TabReX : Tabular Referenceless eXplainable Evaluation
Tejas Anvekar, Juhna Park, Aparna Garimella, Vivek Gupta
2025-12-19
Summary
This paper introduces a new way to check how good large language models are at creating tables, going beyond simple text comparisons to actually understand if the table's structure and information are correct.
What's the problem?
Currently, evaluating tables created by AI is difficult because existing methods either treat tables like plain text, missing important relationships between cells, or require a 'perfect answer' table to compare against, which isn't realistic since there are often multiple correct ways to present information. This makes it hard to reliably assess how well these models are doing and pinpoint specific errors.
What's the solution?
The researchers developed a system called TabReX that represents both the original information and the generated table as networks of connected ideas. It then uses another AI to match up these networks and score the table based on how well it maintains both the structure and the facts from the original source. This method allows for flexible evaluation and can even highlight specific cells that are incorrect, offering a detailed analysis.
Why it matters?
This work is important because it provides a more trustworthy and explainable way to evaluate AI-generated tables.
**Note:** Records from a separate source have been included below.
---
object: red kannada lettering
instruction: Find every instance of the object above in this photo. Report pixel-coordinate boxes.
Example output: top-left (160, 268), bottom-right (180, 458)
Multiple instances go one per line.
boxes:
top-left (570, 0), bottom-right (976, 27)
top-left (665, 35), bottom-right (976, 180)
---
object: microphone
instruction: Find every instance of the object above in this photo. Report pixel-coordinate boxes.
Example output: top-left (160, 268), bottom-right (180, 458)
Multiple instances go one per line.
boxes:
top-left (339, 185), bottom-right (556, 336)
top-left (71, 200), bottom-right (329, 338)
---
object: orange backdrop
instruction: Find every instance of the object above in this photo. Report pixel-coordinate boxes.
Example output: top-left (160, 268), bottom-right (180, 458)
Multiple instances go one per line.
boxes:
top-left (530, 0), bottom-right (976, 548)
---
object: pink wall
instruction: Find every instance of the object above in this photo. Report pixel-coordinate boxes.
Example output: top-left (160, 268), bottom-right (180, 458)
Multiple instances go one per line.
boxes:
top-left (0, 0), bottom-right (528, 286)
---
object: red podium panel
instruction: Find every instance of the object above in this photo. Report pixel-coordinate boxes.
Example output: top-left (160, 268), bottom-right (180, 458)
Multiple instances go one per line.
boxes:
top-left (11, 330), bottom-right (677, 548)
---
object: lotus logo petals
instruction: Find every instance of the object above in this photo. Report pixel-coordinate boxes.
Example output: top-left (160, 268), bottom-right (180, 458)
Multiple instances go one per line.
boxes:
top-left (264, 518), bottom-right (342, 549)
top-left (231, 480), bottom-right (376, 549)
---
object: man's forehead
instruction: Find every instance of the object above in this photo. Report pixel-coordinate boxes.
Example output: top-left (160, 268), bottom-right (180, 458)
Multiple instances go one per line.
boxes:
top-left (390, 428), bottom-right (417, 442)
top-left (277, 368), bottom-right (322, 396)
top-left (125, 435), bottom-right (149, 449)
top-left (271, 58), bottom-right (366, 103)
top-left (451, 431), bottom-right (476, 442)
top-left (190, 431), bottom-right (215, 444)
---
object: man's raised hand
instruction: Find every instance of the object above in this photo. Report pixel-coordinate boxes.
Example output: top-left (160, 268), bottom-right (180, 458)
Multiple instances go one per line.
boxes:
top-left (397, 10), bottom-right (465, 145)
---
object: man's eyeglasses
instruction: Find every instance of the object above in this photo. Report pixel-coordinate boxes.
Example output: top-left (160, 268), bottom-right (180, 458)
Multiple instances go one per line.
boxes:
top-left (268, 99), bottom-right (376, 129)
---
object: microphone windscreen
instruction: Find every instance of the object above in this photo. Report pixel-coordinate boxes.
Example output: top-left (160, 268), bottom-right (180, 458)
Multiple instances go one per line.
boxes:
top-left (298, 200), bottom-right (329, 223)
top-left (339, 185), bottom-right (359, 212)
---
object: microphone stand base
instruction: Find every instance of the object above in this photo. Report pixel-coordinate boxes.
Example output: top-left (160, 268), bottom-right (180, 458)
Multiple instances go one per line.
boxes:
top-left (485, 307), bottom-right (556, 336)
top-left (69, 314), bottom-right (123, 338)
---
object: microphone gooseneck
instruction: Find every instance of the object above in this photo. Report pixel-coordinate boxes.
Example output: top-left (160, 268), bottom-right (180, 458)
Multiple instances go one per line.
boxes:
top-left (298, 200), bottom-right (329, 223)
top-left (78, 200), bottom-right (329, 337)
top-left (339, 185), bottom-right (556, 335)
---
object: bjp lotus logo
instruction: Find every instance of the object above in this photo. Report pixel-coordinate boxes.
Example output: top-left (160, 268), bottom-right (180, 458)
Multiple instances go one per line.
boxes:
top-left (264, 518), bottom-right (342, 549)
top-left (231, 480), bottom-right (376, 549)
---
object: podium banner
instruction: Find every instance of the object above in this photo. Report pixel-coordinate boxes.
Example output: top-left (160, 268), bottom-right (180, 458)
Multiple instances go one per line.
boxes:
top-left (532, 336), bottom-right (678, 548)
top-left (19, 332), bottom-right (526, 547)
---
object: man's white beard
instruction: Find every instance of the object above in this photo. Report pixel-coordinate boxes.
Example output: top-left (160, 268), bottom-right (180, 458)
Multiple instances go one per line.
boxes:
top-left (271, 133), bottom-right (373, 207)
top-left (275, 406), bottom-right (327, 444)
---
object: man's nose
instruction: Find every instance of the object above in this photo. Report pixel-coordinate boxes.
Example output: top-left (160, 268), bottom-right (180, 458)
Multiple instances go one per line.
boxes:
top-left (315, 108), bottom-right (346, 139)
By moving beyond simple comparisons, it allows developers to better understand where models succeed and fail, leading to improvements in the quality and reliability of these systems, especially as they are used in more complex applications requiring structured data.
Abstract
Evaluating the quality of tables generated by large language models (LLMs) remains an open challenge: existing metrics either flatten tables into text, ignoring structure, or rely on fixed references that limit generalization. We present TabReX, a reference-less, property-driven framework for evaluating tabular generation via graph-based reasoning. TabReX converts both source text and generated tables into canonical knowledge graphs, aligns them through an LLM-guided matching process, and computes interpretable, rubric-aware scores that quantify structural and factual fidelity. The resulting metric provides controllable trade-offs between sensitivity and specificity, yielding human-aligned judgments and cell-level error traces. To systematically asses metric robustness, we introduce TabReX-Bench, a large-scale benchmark spanning six domains and twelve planner-driven perturbation types across three difficulty tiers. Empirical results show that TabReX achieves the highest correlation with expert rankings, remains stable under harder perturbations, and enables fine-grained model-vs-prompt analysis establishing a new paradigm for trustworthy, explainable evaluation of structured generation systems.